“Is it really you?” The soft sweet voice of her older sister croaked out from a throat made raw by agony.
“It’s me.” Karsia kept her eyes trained on the floor to avoid the elephant in the room. “What the hell happened?”
The gravity of the situation made sense, the constant throbbing ache in her gut lessening now that she was here. Hell begged to break loose and it took every ounce of skill she possessed to keep it in check.
“Karsia, my girl.” Thorvald’s voice hitched. He rose from his vigil, a moving mountain, and held out his arms. “Come give your father a kiss. Please?”
No matter how she hated the show of weakness, she could no more deny him than stop breathing. She fought down urges and wrapped her arms around her father’s thick torso. He smelled familiar, of pipe smoke, liquor, the hard-caramel candies he always carried. There was safety and reliability in that hug. The antithesis of the horror she’d felt since the accident.
Thorvald squeezed her once before releasing, saying nothing about her long absence. “I’m glad you’re here,” he told her softly. “It would make her so happy to see you.”
“Will someone please tell me what is going on before I go out of my mind?” Karsia spared a single glance at the bed, the rails along the sides, and crisp white sheets tucked under the mattress.
How had she never realized how small her mother was? She’d always seemed larger than life, flinging her arms about in typical theatrical fashion. In their house, along with a swift temper and swifter retribution, there had always been laughter. A flair for drama and a keen magic honed by years of practice and a strong legacy. Varvara filled up a room and lit it from within.
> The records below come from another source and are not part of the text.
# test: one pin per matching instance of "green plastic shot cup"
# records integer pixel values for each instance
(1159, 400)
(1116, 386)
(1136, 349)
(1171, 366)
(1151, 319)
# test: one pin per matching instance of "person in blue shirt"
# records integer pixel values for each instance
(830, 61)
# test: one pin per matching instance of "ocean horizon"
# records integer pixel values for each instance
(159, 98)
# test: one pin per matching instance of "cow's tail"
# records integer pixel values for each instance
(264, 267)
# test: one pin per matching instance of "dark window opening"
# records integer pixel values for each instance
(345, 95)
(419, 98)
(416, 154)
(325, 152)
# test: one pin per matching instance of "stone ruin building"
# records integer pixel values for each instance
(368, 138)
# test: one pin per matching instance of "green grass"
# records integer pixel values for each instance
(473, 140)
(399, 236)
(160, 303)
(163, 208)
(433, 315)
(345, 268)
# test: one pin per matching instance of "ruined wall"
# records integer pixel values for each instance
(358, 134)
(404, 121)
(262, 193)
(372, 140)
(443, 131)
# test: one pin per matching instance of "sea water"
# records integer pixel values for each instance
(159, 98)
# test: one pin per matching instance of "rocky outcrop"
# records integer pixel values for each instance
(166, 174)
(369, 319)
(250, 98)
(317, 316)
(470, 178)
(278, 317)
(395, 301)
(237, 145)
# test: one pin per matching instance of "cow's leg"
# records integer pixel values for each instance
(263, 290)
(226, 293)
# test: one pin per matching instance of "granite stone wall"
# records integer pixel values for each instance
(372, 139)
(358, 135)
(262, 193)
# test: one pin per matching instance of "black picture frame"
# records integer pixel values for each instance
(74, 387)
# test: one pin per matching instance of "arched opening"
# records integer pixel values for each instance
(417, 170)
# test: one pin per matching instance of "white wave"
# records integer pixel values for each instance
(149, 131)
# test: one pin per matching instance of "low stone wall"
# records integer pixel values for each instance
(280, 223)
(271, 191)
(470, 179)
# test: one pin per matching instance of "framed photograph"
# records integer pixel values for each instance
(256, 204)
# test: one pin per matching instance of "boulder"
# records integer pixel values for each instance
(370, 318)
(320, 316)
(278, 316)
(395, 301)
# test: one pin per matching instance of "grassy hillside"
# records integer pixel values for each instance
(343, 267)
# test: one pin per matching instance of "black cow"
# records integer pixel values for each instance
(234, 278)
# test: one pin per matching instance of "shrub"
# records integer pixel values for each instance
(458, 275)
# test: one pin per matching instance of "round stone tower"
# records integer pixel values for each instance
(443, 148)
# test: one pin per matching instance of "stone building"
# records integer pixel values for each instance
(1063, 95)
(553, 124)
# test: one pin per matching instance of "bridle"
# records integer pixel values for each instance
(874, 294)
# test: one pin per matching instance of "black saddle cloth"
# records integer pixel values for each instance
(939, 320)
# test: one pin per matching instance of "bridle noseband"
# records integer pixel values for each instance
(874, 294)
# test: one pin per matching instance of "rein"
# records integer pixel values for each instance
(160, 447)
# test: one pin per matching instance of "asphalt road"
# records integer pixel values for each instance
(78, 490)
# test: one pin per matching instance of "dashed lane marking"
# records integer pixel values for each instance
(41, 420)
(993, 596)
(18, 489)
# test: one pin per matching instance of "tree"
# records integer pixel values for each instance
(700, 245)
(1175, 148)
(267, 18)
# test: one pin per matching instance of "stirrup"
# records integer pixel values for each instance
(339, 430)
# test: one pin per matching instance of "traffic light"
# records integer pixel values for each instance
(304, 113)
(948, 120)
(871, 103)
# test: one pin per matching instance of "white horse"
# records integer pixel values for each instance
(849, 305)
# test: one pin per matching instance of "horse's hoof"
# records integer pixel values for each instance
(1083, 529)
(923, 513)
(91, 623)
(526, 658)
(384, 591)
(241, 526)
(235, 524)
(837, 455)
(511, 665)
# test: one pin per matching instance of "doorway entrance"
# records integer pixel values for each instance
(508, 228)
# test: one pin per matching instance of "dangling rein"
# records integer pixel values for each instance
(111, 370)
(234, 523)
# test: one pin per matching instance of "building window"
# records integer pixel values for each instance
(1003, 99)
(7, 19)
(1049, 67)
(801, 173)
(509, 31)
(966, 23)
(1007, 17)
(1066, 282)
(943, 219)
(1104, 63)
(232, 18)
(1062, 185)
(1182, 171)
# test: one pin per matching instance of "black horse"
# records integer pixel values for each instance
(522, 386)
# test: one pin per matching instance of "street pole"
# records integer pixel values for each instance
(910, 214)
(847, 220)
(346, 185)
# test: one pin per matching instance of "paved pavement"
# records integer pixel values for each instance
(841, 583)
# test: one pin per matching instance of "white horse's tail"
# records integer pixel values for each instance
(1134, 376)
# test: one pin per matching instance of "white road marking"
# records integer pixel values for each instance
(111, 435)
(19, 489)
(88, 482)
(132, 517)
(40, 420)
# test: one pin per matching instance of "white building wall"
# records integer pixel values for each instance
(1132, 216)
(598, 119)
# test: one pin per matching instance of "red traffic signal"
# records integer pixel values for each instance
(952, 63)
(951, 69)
The slender figure in the hospital bed was childlike and frail. Too small.
Black hair fanned out on the sheets in stark contrast. A tube wound down Varvara’s throat, her chest steadily rising and falling. Bruises colored most of her visible skin, like watercolors on canvas. Varvara’s beautiful eyes were closed, as if they’d never reopen. She had always been strong, invincible. This woman with her face was too shrunken and still.
Astix rubbed her raw eyes with one hand, the other curving over the bed railing. Her normally restrained hair was tousled by agitated fingers. She’d always been the sure one, with a plan and a desire to execute it. Now, with her bravado gone, she didn’t look so tough.
Astix and Thorvald were mirror images of each other, Karsia decided. Hollow-eyed and pale.
“There was an accident,” Astix said, returning her attention to the bed. “Yesterday. The police said she was inside the crosswalk when a garbage truck rounded the corner and hit her. We got the call almost six hours later.”
“She would never do that. Not my girl.” Thorvald wrung his hands as he vehemently denied the statement. “She would know better than to step out on the street without proper clearance.”
“That’s not possible.” Karsia stopped several feet from the bed, her dirty boots sinking into the pristine white carpet.
“It wasn’t an accident,” Astix snapped. She drew in a forced calming breath. “We’ve had a nurse here to get her through the night. We’re pressing charges when I can think straight.”
“It must be serious if you left the safety of the cabin.” Karsia walked to the edge of the bed, punchy and freaked, and stared down at her mother. Intrinsically she knew the worst of the injuries, where they were and what it would take to push her over.
She lifted a hand—one that had held her mother’s at every occasion until she hit puberty, that had encouraged young things to grow and only recently showed the world the utter chaos she had the potential to unleash—and raised it to her face. Her fingers shook.
“I’m done with the cabin. Let them find me here,” Astix declared. “I’m going to find whoever set this in motion and drop them. That’s a promise.”
Astix’s stone cottage far out in the countryside was a sanctuary, protected by magical wards until it disappeared from every map. After Aisanna had attacked two members of the Claddium, the three sisters had needed the protection. Then came the showdown in the cavern. And Karsia’s horrible choice.
If Astix was here without her safety net, she meant business.
“I wanted you to come. Hoped you would.” She turned and watched Karsia drop into a nearby chair.
For a moment the girl stared blindly at the morning sun shining brightly through the east-facing windows. “I had a feeling.”
“Glad your feelings are still up to snuff.”
Thorvald looked away from his wife only to send his middle child a glare. “Karsia, we could use your healing when Aisanna gets here. Then your mother will be fine. Of course she’ll be fine. Our best healer is home again.”
Karsia opened her mouth and then snapped it closed.
“She can’t, Dad. Don’t you get it?” Astix looked as though she was holding on to her sanity by the smallest tether. “Karsia isn’t…she isn’t herself.” She glanced up and their eyes met.
The unspoken question hung in the air between them, of how Karsia was dealing with her dark passenger. What would happen now that they were together.
And how grateful Astix felt.
Karsia broke eye contact, drawing an ottoman closer to the bed and situating her feet there. “I’m doing the best I can.”